I'm just now finding time to write up some of my notes from PII: Privacy, Identity and Innovation last week. PII was a fabulous conference, fascinating and well run. It was amazing to be in a room with so many people who actually care about these issues.
There were two days of speakers and panels, most of them in the same room, which surprised me: usually conferences have multiple tracks to give you lots of choices. But I ended up being glad for the single track. Almost all of the speakers and panels were interesting, including some I might not have chosen on my own. I had my laptop along with some projects I figured I'd work on during the boring sessions -- but that never happened. I didn't even get time during lunch or breaks -- too many fascinating people to talk to in the hallways.
Then Saturday was "Privacy Camp", a less formal "unconference" full of round-table discussions about some of the issues raised during the regular conference. Conversations were lively and informative.
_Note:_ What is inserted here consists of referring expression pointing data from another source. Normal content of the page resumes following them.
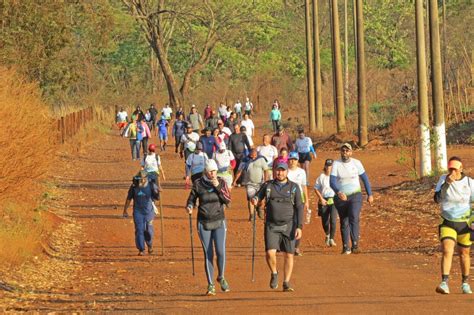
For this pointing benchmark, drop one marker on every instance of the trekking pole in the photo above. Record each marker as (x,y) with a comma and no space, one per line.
(192,244)
(254,229)
(162,230)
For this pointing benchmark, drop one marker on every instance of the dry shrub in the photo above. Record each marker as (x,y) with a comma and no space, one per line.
(27,140)
(26,153)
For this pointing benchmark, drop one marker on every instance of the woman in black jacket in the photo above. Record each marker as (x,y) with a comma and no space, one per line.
(213,194)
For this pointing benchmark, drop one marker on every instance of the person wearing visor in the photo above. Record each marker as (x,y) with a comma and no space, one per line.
(326,209)
(344,180)
(454,193)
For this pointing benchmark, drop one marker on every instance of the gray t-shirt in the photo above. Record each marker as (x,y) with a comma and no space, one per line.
(254,170)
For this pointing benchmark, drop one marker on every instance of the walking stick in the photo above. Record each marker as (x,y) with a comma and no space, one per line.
(162,230)
(254,228)
(192,244)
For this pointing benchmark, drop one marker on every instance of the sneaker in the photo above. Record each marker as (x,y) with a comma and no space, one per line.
(287,287)
(442,288)
(327,241)
(346,251)
(211,290)
(224,284)
(274,281)
(466,288)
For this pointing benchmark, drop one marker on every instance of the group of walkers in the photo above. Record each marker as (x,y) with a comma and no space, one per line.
(219,154)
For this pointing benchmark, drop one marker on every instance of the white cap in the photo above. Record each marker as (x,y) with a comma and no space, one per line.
(211,165)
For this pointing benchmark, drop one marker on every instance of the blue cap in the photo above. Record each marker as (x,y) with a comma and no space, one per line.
(282,165)
(293,155)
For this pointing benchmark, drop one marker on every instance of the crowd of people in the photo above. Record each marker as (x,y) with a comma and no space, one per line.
(219,153)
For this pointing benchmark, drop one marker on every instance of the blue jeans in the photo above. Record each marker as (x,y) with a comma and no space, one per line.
(349,214)
(218,237)
(144,230)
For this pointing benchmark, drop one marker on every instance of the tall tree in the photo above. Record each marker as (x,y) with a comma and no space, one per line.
(439,127)
(317,68)
(425,154)
(309,67)
(338,82)
(361,80)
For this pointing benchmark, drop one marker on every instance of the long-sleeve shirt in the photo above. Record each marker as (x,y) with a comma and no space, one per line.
(211,199)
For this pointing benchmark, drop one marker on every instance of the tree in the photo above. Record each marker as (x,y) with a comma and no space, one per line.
(196,27)
(309,67)
(338,85)
(424,130)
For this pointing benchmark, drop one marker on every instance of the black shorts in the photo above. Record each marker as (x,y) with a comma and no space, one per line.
(283,240)
(303,157)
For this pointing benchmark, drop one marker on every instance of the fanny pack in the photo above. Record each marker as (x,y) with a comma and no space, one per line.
(214,225)
(278,228)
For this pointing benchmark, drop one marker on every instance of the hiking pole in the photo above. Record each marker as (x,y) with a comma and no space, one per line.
(162,230)
(192,244)
(254,229)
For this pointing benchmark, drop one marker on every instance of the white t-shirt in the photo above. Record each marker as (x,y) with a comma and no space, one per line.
(456,204)
(347,175)
(298,175)
(238,107)
(152,163)
(190,140)
(196,162)
(303,145)
(167,111)
(270,153)
(223,160)
(322,184)
(122,116)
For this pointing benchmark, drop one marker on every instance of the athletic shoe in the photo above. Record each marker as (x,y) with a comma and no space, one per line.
(326,240)
(274,281)
(224,285)
(346,251)
(466,288)
(211,290)
(442,288)
(287,287)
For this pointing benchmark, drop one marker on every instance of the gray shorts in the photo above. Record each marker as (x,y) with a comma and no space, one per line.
(252,190)
(280,238)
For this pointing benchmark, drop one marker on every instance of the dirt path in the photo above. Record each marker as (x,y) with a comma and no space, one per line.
(391,278)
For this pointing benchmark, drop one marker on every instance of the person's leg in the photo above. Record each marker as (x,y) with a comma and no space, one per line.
(355,204)
(206,242)
(140,223)
(219,237)
(288,265)
(341,207)
(333,220)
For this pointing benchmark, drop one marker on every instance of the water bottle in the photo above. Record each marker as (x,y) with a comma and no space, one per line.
(308,216)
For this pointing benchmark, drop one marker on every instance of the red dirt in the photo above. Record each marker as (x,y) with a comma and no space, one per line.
(396,273)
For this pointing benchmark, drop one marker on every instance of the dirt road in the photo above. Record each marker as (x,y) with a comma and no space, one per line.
(396,273)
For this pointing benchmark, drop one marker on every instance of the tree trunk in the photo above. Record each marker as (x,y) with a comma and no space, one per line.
(424,127)
(317,68)
(339,91)
(437,87)
(309,67)
(361,81)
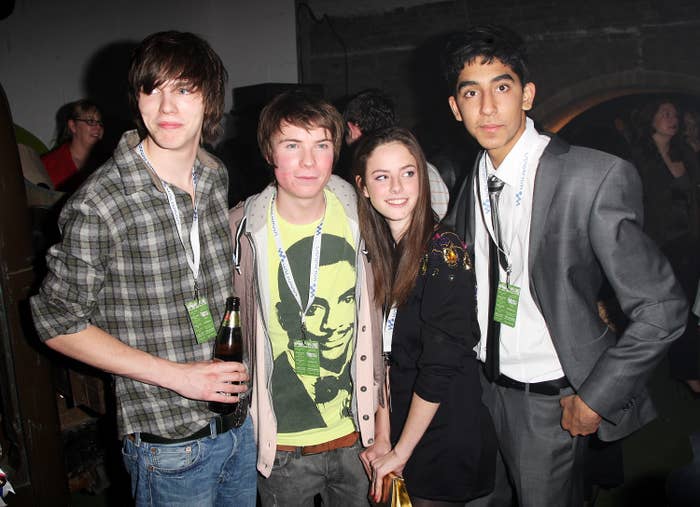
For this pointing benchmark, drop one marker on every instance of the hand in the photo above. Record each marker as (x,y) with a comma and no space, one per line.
(390,462)
(378,449)
(578,418)
(210,380)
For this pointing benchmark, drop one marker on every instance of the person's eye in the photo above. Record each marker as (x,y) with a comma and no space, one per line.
(349,299)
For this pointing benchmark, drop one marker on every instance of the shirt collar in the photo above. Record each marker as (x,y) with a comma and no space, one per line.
(136,175)
(509,170)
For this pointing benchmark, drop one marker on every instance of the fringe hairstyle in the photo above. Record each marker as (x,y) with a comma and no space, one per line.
(395,267)
(179,56)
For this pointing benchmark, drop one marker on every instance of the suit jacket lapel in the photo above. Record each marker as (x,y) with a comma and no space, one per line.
(461,216)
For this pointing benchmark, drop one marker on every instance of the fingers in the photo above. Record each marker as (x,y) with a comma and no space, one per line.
(364,459)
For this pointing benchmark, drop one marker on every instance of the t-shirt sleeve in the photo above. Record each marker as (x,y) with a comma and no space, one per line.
(447,313)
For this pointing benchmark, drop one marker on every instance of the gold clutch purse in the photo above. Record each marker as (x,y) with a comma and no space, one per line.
(394,493)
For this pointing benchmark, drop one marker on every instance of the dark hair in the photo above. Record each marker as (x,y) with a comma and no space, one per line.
(371,110)
(394,268)
(72,111)
(489,43)
(645,130)
(179,56)
(302,109)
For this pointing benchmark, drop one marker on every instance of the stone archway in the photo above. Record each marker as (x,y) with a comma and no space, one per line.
(555,111)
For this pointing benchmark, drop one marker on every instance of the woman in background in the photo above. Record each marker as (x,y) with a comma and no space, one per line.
(78,133)
(434,431)
(670,176)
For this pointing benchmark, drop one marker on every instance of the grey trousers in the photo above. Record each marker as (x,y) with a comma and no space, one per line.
(338,476)
(539,464)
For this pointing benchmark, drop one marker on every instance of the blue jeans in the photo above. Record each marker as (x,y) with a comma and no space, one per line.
(337,475)
(217,470)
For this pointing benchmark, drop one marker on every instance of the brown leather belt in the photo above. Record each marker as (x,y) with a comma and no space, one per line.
(338,443)
(223,424)
(548,387)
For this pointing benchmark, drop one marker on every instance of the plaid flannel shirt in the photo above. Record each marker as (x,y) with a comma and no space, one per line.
(122,267)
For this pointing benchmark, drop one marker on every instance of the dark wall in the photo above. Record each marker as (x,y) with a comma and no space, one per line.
(582,52)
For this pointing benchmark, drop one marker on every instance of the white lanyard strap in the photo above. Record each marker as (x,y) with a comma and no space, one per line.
(194,259)
(388,330)
(486,209)
(287,269)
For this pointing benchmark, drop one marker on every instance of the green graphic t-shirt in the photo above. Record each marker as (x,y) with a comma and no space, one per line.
(311,385)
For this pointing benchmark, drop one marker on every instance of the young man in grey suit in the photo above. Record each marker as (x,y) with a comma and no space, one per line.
(545,232)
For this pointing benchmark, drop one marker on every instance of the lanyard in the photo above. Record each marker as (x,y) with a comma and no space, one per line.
(193,260)
(388,330)
(287,268)
(486,209)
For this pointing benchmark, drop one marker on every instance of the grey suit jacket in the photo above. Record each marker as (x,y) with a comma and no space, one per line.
(587,226)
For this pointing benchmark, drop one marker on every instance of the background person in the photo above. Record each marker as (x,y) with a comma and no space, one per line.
(670,175)
(80,128)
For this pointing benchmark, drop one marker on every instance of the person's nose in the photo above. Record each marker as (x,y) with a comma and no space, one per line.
(167,102)
(308,159)
(488,104)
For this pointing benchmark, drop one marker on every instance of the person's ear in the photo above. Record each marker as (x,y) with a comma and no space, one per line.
(282,316)
(361,186)
(453,106)
(354,132)
(528,96)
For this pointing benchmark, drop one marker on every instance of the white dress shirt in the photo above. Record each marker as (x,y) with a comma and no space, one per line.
(526,351)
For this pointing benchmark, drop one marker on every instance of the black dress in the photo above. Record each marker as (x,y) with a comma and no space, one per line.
(432,355)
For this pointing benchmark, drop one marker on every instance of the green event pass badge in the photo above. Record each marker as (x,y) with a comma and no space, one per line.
(307,358)
(201,320)
(507,299)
Usually after a conference I have a couple of suggestions for improvement. For PII I really can't come up with anything. The website was very informative (they even had detailed parking information), everything ran pretty close to on time, rooms were easy to find, they had an A/V crew recording everything, and wow, that Thursday lunch. Plus: Best. Badgeholders. Ever. Great job, PII organizers!
And I couldn't help but notice the gender balance: a third of the speakers were women, and by my rough count-of-nearby-tables, women were close to 40% of the attendees. At a tech conference! That's about double most conferences. Most of the women I talked to were entrepreneurs, many with a history of successful startups already, plus some researchers and a few developers.
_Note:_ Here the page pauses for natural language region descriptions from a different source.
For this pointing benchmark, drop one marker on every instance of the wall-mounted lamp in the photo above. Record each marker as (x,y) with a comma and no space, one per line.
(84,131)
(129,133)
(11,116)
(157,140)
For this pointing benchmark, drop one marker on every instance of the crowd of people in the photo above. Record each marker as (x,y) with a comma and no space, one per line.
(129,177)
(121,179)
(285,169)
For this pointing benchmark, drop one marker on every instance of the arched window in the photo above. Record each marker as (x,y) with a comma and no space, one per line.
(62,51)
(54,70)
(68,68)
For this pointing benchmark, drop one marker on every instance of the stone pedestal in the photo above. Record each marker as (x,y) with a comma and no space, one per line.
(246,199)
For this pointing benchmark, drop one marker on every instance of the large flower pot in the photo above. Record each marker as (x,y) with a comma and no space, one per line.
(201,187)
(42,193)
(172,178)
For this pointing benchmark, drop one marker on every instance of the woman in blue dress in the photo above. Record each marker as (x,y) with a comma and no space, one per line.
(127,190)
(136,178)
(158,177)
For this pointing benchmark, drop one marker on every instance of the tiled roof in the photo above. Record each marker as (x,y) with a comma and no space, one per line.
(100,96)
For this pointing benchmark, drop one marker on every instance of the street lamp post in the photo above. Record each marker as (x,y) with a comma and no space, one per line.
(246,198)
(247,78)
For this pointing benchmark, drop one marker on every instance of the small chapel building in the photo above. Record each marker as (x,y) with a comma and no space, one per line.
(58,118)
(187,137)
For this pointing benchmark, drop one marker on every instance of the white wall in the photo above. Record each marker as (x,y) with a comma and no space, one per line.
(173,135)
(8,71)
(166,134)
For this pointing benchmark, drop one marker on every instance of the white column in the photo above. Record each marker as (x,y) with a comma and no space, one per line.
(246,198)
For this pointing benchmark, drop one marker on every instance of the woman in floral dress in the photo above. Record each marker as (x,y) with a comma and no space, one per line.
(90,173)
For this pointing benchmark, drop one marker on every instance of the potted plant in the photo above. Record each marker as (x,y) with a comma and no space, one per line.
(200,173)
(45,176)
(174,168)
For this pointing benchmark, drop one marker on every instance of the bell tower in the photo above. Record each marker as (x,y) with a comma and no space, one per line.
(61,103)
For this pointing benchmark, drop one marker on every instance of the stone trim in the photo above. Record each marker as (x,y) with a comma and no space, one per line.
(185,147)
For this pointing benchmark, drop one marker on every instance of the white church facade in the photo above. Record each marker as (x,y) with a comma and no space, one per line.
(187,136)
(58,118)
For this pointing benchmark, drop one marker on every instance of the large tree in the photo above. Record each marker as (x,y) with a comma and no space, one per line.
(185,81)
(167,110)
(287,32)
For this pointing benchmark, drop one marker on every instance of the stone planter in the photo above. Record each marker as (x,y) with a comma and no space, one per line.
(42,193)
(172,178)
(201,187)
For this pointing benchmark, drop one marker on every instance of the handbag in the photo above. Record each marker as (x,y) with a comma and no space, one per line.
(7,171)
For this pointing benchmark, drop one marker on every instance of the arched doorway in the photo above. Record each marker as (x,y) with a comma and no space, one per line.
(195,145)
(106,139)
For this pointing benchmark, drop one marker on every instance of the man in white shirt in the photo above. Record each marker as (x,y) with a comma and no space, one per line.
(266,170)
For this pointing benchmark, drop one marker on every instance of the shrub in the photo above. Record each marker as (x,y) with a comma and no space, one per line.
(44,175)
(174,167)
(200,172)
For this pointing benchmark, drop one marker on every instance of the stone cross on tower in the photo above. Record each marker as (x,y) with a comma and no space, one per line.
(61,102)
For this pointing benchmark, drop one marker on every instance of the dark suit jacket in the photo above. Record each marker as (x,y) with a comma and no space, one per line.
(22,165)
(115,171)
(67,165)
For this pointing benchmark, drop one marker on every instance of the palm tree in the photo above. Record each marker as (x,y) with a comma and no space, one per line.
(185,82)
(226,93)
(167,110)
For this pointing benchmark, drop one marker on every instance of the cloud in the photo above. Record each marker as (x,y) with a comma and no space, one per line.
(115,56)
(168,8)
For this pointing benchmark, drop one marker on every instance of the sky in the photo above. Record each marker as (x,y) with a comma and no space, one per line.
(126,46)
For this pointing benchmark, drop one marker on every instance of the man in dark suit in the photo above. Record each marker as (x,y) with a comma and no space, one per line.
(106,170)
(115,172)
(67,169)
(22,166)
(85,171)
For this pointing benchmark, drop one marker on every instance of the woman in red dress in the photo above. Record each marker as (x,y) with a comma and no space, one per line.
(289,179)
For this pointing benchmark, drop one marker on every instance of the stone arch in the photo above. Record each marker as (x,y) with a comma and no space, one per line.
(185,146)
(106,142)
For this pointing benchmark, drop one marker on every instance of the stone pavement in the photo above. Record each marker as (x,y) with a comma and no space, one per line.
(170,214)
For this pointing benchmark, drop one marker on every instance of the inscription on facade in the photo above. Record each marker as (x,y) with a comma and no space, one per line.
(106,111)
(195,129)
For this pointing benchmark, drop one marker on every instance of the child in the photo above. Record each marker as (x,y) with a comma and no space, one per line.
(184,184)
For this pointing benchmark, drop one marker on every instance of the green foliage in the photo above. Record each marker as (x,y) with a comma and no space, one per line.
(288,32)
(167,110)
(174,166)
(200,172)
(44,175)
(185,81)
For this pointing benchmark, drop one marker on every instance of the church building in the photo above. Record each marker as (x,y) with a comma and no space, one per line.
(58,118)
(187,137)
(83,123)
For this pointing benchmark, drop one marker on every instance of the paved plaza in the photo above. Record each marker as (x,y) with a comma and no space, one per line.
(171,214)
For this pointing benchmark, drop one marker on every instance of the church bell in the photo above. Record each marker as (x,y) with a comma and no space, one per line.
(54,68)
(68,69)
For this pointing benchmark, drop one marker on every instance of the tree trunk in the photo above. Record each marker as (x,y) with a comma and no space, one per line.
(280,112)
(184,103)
The opening talk was worth getting up early for: Julia Angwin, the journalist who wrote the Wall Street Journal's excellent "What they know" articles, discussing the research that led to to the series and what they've learned from it.
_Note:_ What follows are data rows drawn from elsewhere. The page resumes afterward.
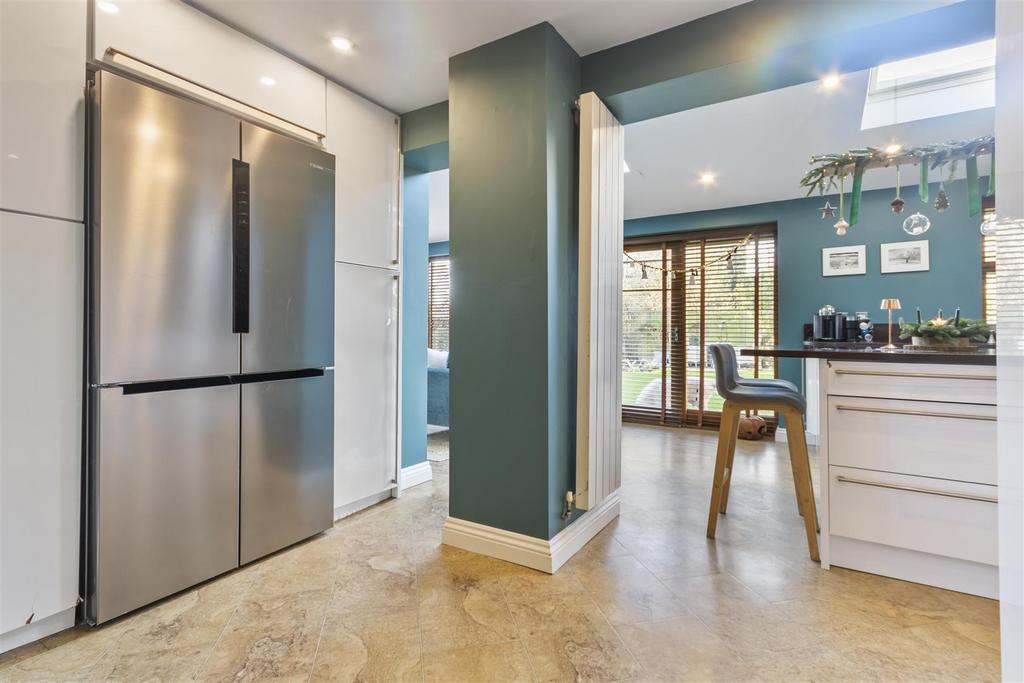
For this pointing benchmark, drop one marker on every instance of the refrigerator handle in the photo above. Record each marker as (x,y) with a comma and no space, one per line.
(240,247)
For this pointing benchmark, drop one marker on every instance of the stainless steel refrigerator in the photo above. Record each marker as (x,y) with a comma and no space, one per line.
(210,344)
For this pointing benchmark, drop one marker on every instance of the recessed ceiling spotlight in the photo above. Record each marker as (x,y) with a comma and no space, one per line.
(342,44)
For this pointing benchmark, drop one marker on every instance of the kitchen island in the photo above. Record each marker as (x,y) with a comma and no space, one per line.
(907,461)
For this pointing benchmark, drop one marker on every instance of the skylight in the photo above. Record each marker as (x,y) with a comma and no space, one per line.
(961,79)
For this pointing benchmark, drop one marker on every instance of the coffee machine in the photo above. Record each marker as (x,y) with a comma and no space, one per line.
(828,325)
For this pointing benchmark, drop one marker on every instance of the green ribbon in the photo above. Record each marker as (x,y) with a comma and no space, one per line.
(973,191)
(858,176)
(991,177)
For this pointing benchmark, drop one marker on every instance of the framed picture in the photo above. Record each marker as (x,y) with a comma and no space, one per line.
(843,261)
(904,256)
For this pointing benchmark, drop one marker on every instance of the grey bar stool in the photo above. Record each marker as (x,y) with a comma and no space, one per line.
(745,394)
Later, once the panel discussions got started, the biggest takeaway from the conference was a question mentioned early on: "Were users surprised? When were they surprised?" Sometimes companies say they care about privacy, but haven't thought much about user expectations. Asking yourself this question is a great test of how well you're really protecting user privacy.
Privacy statements don't work
One of the panels I wouldn't have chosen that was unexpectedly interesting discussed web site privacy statements. First, M. Ryan Calo of the Stanford privacy center presented a study on user behavior with regard to privacy statements. They tried several different types, on websites of very different designs, to see what worked best for users. The upshot? "We couldn't test how well various privacy statements worked, because no users clicked on them. Zero."
Then Aleecia McDonald of Mozilla presented a study where they tried structuring privacy statements in different ways to make the information clearer to users. How can you improve on the "natural-language" policy you see on most websites, consisting of several pages of dense obfuscated text? They tried hierarchies where they showed the basics and let users click through to the details; interactive pages where you could expand and contract sections or mouse over a category to see more; colored tables, cute icons, the works. They found that most of the seemingly easier formats were actually worse than the long natural-language expositions no one reads.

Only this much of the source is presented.